Je ne crois pas qu'il faille s'engager dans un système de facturation systématique, qui conduirait à rechercher la cause de tout événement troublant l'ordre public ; cela nous entraînerait dans des débats un peu compliqués.

Il reste que les initiatives publiques prises par ce genre de mouvements représentent assurément un coût pour la collectivité.

M. Alain Milon , président . - Vous avez la parole, monsieur le rapporteur.

M. Jacques Mézard , rapporteur. - Monsieur le directeur, ne trouvez-vous pas un peu dommage que la circulaire la plus récente, qui prévoit que la surveillance des mouvements apocalyptiques doit être l'un des deux axes principaux de l'action des services de l'Etat, ait été publiée cinq jours après le 21 décembre ? Peut-être aussi étiez-vous très optimiste sur la survie de notre planète ! (Sourires.) Cette question me paraît légitime dans la mesure où cette circulaire extrêmement intéressante prévoit, outre le suivi attentif des déviances guérisseuses, celui des groupes apocalyptiques - mais peut-être est-ce un peu de mauvais esprit de ma part...

Monsieur le directeur, vous avez déclaré qu'il fallait s'attacher aux faits. Considérez-vous que toutes les procédures administratives prévues ont effectivement été mises en place ? Les commissions ad hoc ont-elles été constituées dans tous les départements ?

Pour être clair, si je vous pose la question, c'est qu'il a fallu que j'intervienne auprès du préfet de mon département, il y a deux ou trois mois, pour que la commission soit créée - je dis bien « créée », car elle ne l'avait même pas été. C'est pourquoi je vous demande si vous disposez d'un bilan de la mise en place de ces commissions dans tous les départements.

J'en viens à une question plus large : en matière de prévention et de lutte contre les dérives, considérez-vous que la législation existante est suffisante ? Si tel n'est pas le cas, quelles modifications souhaiteriez-vous voir apportées ?

Voilà pour ma première volée de questions ; j'en aurai deux autres ensuite.
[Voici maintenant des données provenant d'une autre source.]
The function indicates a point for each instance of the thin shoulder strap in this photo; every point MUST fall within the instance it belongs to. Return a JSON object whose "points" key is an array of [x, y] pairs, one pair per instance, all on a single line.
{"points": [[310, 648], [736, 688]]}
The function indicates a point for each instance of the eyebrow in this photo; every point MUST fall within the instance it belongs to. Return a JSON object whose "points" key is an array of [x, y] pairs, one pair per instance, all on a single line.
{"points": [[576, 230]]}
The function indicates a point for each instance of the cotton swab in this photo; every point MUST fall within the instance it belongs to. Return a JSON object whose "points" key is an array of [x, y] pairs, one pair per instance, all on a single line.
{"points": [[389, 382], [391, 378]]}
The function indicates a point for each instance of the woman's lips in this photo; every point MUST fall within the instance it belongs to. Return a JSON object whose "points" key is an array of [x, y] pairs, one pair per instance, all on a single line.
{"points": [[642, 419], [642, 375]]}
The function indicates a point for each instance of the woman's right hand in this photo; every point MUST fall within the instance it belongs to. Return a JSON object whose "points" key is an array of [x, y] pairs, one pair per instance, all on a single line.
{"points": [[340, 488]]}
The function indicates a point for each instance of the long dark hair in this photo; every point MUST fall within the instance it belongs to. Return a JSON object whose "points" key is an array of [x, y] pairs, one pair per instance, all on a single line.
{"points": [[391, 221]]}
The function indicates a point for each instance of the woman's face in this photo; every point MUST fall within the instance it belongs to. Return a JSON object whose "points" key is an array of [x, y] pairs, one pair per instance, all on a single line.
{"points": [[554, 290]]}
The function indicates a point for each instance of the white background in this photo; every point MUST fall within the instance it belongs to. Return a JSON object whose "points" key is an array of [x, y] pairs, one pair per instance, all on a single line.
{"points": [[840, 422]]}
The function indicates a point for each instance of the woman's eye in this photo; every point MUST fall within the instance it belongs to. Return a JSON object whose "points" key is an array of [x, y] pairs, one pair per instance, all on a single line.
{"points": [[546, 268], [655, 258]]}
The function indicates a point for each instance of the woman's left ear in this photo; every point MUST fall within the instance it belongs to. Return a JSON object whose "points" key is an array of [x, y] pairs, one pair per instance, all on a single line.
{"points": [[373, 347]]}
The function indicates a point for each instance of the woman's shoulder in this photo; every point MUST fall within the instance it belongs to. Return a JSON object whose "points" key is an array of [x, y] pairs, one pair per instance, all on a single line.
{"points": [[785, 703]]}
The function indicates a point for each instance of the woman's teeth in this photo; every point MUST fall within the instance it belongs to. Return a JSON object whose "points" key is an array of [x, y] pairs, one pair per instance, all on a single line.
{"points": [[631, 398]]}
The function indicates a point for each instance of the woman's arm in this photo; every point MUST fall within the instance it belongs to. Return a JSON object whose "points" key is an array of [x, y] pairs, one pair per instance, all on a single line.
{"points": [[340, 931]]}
M. Laurent Touvet, directeur des libertés publiques et des affaires juridiques . - Je commencerai par la date de publication de la circulaire.

Je vous concède que, pour cette fin du monde-là (Sourires.) , la circulaire est arrivée trop tard. Peut-être peut-on imputer ce retard à la lourdeur de certains circuits administratifs et au fait que 2012 a été une année de changement politique. Il a fallu sensibiliser à nouveau les équipes des cabinets ministériels à cette préoccupation.
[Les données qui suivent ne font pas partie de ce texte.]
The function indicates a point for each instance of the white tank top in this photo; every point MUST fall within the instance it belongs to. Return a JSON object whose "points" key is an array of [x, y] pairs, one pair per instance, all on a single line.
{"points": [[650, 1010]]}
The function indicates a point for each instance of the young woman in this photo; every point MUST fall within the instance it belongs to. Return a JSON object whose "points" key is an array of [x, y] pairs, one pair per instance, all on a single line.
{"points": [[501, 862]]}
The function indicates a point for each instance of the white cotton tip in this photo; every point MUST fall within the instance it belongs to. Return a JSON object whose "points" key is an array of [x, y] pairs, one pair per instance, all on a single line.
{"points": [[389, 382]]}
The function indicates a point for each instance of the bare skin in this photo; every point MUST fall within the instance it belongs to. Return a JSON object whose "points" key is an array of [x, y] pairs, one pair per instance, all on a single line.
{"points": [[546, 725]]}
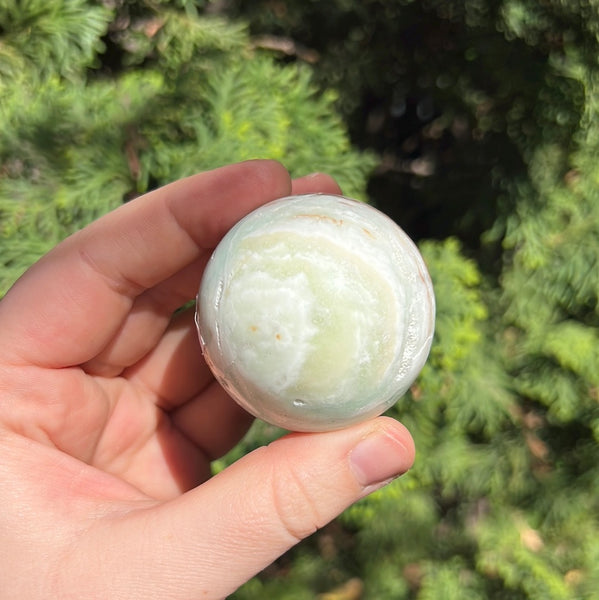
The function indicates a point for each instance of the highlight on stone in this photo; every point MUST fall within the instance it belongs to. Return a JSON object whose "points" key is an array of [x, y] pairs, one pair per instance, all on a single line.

En tous les cas, nous avons publié, au cours des dernières années, une circulaire chaque année ou tous les dix-huit mois, et une autre en fin d'année définissant les programmes d'action pour l'année suivante. Cela ne me paraît pas être une mauvaise chose. Vous le voyez, cette question de la lutte contre les dérives sectaires continue d'être attentivement suivie et, en ce domaine, il n'y a ni rupture ni changement majeur.
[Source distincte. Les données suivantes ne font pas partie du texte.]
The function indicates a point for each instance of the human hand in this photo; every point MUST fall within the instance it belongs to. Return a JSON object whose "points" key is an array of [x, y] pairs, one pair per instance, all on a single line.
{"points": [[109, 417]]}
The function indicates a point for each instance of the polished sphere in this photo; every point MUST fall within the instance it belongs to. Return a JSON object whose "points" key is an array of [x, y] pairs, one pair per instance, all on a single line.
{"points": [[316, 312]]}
S'agissant des groupes de travail, je concède qu'ils n'ont pas été mis en place dans tous les départements.

C'est une démarche pragmatique qui a été privilégiée.

Certaines préfectures nous rapportent qu'aucun signalement ne leur est parvenu. La lutte contre les dérives sectaires relève donc de priorités différentes selon les départements. Certains sont beaucoup plus engagés, parce que le phénomène y est beaucoup plus visible, les signalements plus nombreux, ou encore parce que les associations y sont peut-être plus actives. Dans d'autres départements, où le phénomène semble beaucoup avoir moins de relief, il est vrai que certaines préfectures n'ont pas mis en place ces structures ou organisent des réunions à intervalles beaucoup plus espacés.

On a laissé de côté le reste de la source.